DEMI bisa melihat upacara pelantikan suaminya, Kolonel AH Nasution, menjadi KSAD untuk kali kedua, di Lapangan Banteng pada 1 November 1955, Johana Sunarti terpaksa menumpang pada seorang kenalan suaminya, Kadir. Dari rumah Kadir yang berada di pinggir Lapangan Banteng itulah Johana bisa leluasa melihat upacara pelantikan itu.
“Beda dengan protokol masa Orde Baru (Orba), maka di masa liberal itu sang isteri pejabat tidak masuk protokol, jadi tidak diundang, kebiasaan dari masa perjuangan 1945-50 masih dihayati,” kata Nasution dalam otobiografinya, Memenuhi Panggilan Tugas Jilid 3.
Upacara pelantikan itu juga berbeda dari pelantikannya sebagai KSAD saat pertamakali (1949) dan pelantikan-pelantikan para petinggi militer lain sebelumnya. “Sejak 1945 baru kali inilah pelantikan pejabat tinggi TNI dilakukan di depan pasukan. Sejak dulu pelantikan dilakukan di Istana Presiden. Prakarsa ini datang dari Kolonel Z. Lubis, yang menganggap lebih tepat di depan pasukan daripada di Istana. Saya sependapat dengan beliau,” sambung Nasution.
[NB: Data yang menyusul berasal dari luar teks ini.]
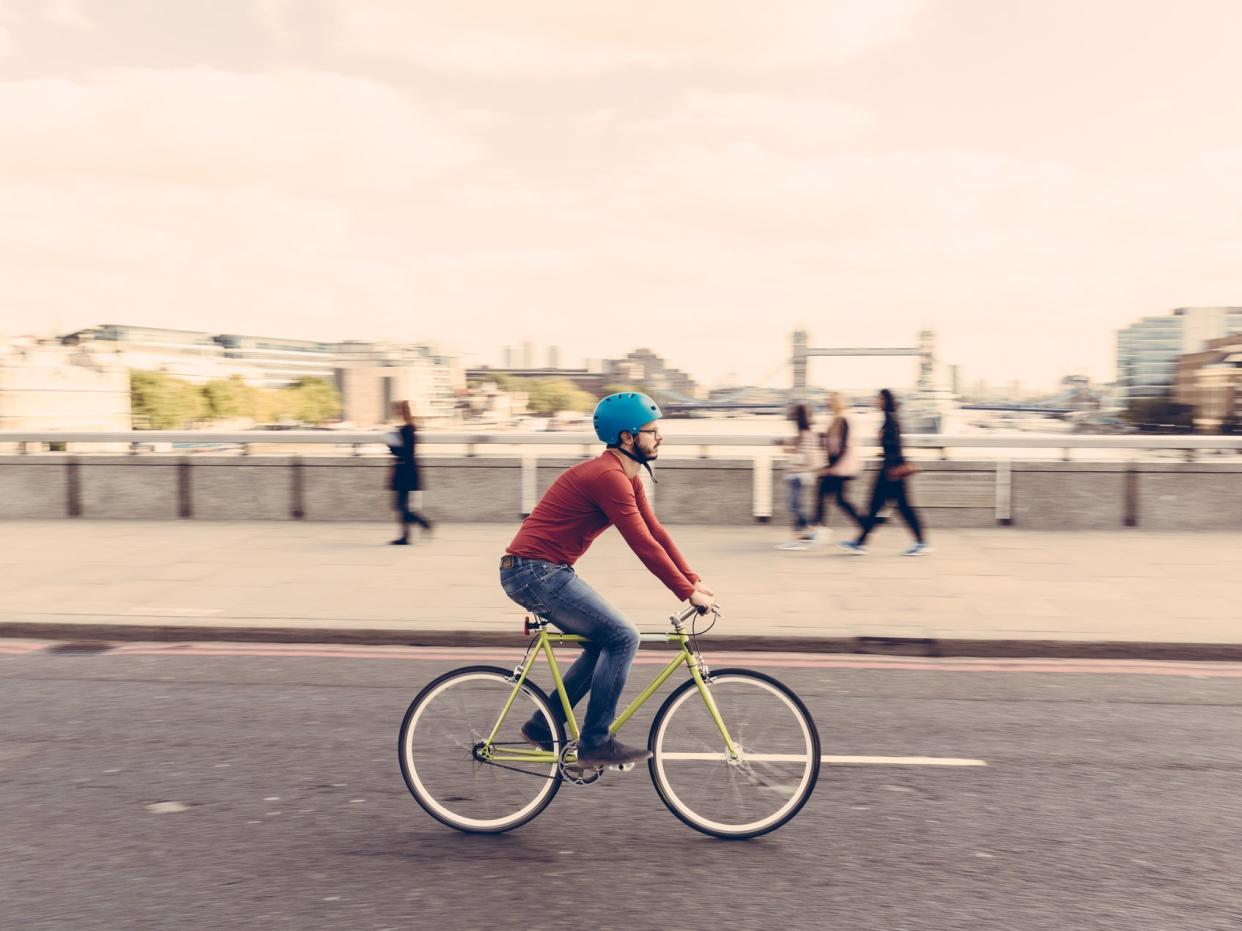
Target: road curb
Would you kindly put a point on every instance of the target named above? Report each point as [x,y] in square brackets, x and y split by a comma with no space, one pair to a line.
[867,646]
Kolonel Lubis yang dimaksud Nas, sapaan akrab Nasution, merupakan Zulkifli Lubis “bapak intelijen Indonesia” yang saat itu menjadi Pejabat KSAD. Dalam status keluarga, Lubis dan Nas merupakan sepupu. Sama dengan Nas, Lubis juga Muslim taat yang hidup sederhana, anti-korupsi, dan anti-Komunis.
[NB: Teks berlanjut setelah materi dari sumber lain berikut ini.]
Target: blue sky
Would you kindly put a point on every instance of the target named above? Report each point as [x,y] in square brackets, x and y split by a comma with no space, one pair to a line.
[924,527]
Baca juga: Zulkifli Lubis, Bapak Intelijen Indonesia
Namun, hubungan keduanya tak akrab dan bahkan justru lebih banyak bertentangan. “Kebetulan kalau dengan saya, tidak pernah cocok. Saya termasuk yang diinteli terus,” kata Nas.
Penyebab utama pertentangan itu yakni latar belakang pendidikan, di mana Nas mantan KNIL dan Lubis mantan Peta.“Memang sejak masa Yogyakarta sementara orang mengetahui bahwa kami seringkali bertentangan dalam pembawaan diri. Rupanya ia melihat saya sebagai militer profesional ala dunia Barat. Memang pula saya merasakan pembawaannya sebagai seseorang yang punya latar belakang pendidikan intel Jepang,” kata Nas.
Pertentangan keduanya bahkan ikut mewarnai perpolitikan nasional era 1950-an. Setelah Peristiwa Oktober 1952, di mana Nas menjadi pemimpin gerakan dan Lubis berada di kubu kontra-gerakan, Nas kehilangan jabatan KSAD-nya dan Lubis diangkat menjadi wakil KSAD. Puncak konflik keduanya terjadi justru ketika keduanya berpasangan memimpin AD sejak akhir 1955.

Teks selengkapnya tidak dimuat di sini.